Perhaps even more so when you recognize that the age group mostly involved with bladder cancer, ie: the elderly, are the ones also at the front of the firing line with Covid.
I cant see someone on the receiving end of a cytokine storm in their lungs as being too worried about keeping up with his/her/undecided bladder cancer monitoring regime or blood in their urine.
For anyone to vaguely consider that it has been "business as usual" and planned results should be forthcoming according to their own time scale parameters obviously havent been giving much credence to the impact of Covid.
The medical fraternity was blasted with this and had arguably the biggest disruption of all.

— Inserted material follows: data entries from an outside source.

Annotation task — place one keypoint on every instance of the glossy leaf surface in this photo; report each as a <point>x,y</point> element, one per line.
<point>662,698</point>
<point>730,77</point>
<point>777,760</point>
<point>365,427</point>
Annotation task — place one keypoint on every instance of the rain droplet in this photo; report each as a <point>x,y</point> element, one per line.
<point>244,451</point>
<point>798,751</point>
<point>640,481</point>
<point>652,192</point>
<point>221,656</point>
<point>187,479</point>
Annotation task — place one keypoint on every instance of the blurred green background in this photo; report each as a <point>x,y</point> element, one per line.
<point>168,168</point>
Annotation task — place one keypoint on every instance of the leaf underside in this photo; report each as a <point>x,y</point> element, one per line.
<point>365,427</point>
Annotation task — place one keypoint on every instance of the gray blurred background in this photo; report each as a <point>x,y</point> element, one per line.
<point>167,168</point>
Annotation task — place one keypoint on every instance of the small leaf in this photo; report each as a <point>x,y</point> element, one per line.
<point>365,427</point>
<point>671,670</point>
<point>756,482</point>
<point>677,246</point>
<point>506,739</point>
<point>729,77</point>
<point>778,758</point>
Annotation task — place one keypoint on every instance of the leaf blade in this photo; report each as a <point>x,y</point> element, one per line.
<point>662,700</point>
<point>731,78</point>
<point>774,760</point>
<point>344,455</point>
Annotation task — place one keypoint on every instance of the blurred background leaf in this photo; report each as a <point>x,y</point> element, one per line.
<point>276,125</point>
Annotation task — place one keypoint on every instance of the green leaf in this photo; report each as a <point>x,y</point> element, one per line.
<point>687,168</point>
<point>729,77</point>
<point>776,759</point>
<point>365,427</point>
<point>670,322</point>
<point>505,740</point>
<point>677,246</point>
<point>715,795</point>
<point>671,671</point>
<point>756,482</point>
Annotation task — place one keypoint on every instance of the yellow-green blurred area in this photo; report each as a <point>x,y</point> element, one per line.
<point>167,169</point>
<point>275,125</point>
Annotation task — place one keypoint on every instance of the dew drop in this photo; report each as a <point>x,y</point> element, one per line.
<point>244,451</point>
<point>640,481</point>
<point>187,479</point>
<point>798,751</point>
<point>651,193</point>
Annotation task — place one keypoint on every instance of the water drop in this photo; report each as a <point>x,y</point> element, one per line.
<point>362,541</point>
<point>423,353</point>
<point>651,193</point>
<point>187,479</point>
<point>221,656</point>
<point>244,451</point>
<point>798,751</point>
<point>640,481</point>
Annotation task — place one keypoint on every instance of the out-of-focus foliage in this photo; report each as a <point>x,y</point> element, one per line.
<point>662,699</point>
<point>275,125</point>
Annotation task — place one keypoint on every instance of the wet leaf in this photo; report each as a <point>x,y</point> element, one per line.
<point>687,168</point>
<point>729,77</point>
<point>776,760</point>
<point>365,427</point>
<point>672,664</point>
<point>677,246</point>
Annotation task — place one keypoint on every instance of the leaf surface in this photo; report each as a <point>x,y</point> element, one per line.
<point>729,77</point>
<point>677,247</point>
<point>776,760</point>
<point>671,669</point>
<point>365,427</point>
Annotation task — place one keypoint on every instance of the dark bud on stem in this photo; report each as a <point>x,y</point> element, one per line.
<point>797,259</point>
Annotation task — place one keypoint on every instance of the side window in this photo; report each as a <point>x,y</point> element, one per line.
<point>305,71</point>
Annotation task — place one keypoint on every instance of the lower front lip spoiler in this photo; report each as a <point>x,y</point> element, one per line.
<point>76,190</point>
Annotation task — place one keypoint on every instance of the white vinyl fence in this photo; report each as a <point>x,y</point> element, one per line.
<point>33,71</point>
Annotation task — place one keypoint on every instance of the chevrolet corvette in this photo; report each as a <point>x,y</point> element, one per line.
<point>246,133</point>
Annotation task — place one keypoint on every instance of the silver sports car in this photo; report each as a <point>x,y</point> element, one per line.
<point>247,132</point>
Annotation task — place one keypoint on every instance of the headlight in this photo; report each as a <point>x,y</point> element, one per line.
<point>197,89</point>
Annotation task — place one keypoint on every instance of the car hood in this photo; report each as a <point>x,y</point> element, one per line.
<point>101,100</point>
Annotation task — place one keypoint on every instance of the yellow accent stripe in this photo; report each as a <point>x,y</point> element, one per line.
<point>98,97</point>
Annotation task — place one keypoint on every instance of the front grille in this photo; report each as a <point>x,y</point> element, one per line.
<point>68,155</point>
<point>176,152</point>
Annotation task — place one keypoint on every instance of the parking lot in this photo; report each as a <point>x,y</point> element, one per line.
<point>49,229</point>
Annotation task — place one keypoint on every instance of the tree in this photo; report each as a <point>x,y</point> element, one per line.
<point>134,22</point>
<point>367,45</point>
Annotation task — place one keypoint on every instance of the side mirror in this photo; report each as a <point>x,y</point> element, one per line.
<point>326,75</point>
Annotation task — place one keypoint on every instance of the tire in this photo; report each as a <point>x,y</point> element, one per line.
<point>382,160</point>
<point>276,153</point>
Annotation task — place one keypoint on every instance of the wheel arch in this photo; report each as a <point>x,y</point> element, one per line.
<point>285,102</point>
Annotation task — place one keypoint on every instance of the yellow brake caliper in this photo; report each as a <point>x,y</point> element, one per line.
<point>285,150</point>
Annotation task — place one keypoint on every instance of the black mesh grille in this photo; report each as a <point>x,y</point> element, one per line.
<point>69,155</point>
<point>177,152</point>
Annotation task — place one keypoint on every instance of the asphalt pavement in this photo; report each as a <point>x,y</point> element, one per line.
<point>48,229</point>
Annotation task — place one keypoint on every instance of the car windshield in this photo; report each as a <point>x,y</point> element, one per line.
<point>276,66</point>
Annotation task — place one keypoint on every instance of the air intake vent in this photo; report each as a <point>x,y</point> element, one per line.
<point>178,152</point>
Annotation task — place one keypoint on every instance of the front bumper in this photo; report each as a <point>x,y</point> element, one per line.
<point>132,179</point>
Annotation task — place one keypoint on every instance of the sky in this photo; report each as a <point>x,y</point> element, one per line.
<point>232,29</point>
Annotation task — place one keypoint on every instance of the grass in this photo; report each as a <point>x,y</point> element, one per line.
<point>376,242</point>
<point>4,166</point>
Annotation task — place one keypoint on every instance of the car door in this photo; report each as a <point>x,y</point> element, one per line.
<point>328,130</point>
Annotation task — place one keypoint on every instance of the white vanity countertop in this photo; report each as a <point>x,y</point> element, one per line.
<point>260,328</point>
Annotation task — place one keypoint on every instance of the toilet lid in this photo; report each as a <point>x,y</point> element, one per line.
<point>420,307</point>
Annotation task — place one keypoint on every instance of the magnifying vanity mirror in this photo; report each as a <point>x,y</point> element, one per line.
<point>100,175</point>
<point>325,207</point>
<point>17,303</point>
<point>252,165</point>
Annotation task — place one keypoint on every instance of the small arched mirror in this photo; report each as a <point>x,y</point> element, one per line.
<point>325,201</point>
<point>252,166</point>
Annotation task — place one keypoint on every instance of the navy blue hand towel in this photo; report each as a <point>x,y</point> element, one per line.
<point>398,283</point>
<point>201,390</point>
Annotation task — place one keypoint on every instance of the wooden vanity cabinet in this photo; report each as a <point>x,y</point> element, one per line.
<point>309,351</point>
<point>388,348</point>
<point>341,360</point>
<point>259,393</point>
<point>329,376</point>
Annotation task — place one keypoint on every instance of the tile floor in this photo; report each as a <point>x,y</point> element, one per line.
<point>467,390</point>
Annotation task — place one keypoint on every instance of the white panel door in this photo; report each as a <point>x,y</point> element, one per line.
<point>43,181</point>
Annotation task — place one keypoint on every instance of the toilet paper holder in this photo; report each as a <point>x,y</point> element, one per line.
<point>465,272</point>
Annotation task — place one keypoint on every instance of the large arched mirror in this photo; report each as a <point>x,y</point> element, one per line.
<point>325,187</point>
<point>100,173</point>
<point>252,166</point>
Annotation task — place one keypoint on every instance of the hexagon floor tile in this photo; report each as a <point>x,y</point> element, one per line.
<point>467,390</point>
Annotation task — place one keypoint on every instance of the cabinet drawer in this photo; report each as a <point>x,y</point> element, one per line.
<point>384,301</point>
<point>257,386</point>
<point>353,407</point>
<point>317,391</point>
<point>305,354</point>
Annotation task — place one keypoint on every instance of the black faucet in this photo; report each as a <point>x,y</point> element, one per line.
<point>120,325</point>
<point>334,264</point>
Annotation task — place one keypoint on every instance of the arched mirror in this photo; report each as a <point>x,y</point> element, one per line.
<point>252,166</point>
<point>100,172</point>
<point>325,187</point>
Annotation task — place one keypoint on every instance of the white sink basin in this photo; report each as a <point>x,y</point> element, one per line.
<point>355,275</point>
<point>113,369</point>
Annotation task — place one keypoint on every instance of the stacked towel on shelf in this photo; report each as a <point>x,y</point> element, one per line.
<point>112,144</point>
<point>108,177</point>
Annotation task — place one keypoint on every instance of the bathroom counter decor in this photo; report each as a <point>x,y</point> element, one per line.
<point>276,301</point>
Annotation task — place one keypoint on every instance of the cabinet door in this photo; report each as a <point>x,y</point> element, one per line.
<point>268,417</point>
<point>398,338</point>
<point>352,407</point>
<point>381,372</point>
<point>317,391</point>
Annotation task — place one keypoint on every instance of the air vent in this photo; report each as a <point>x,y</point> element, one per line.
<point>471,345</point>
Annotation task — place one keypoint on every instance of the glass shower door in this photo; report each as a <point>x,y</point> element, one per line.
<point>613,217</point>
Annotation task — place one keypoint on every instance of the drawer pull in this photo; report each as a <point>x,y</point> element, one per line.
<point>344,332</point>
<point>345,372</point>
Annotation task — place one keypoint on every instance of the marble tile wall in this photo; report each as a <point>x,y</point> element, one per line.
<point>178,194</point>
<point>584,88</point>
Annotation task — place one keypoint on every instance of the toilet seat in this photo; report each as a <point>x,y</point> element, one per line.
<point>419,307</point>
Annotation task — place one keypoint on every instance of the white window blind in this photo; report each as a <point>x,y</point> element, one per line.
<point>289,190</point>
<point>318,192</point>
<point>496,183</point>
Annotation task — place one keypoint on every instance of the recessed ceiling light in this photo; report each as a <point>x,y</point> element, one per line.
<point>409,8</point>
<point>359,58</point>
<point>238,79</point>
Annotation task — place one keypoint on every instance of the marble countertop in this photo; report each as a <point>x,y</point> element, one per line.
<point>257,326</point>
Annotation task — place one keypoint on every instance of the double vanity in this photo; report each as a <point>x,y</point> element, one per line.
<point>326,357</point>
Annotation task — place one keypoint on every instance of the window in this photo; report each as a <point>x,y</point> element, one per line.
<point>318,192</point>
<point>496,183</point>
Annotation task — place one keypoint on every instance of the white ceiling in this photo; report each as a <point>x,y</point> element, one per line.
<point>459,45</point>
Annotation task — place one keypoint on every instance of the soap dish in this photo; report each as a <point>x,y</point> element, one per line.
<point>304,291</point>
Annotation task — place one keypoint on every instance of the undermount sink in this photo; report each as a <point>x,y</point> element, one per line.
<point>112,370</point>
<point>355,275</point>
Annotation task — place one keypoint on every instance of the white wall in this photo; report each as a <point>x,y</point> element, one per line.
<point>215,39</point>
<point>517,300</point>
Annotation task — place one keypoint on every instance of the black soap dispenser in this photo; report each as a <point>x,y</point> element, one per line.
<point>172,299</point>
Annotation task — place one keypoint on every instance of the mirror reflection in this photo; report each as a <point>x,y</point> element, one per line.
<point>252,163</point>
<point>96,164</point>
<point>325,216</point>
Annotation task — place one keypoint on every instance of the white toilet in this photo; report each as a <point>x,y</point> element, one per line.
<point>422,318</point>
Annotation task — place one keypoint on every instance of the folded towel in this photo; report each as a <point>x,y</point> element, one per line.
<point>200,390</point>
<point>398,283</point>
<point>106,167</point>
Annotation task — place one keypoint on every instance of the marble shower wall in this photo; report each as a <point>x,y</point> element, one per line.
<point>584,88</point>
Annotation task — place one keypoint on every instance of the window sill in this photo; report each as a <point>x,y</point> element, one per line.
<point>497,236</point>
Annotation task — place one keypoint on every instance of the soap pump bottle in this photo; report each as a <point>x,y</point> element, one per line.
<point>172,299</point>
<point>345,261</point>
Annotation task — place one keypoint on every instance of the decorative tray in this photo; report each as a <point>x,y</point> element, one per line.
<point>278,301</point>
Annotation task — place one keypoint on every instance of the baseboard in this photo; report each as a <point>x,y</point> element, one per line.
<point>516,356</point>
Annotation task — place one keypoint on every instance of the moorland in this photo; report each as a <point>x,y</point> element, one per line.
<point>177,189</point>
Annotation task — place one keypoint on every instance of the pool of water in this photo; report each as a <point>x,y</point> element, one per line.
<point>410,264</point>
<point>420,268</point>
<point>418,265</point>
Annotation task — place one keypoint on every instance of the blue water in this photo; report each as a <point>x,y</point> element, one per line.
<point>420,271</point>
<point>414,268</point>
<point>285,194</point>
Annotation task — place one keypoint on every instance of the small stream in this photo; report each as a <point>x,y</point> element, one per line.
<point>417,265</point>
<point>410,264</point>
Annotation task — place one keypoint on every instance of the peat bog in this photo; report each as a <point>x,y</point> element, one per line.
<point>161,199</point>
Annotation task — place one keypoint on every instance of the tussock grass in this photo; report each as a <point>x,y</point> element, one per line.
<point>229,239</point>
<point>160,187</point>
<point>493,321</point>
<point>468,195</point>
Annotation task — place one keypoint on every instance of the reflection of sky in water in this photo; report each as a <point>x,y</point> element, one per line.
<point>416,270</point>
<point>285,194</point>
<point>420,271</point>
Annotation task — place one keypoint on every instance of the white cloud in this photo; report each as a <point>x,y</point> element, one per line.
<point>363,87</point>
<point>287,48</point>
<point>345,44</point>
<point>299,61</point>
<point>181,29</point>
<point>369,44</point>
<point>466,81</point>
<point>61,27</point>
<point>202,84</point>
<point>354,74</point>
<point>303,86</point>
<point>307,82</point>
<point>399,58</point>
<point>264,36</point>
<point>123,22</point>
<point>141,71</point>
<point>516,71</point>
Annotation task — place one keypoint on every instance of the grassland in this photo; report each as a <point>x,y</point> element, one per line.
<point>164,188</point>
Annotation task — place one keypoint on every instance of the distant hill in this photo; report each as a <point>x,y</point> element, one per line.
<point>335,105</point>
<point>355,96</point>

If a third of your workforce is off with Covid,(as an example), workplaces, research, medical centres and hospitals are shutdown or in lockdown and unapproachable I think it is pretty commendable to make any progress whatsoever.
A lack of interaction at conference level with the AUA hasnt helped either and most hospitals have been diverting resources elsewhere.
PEB would appear to be ideally placed to take advantage of any return to "normalcy" and I think we are seeing the start of any upsurge with the latest announcements rather than the rear view mirror reflections based entirely on the Annual Report.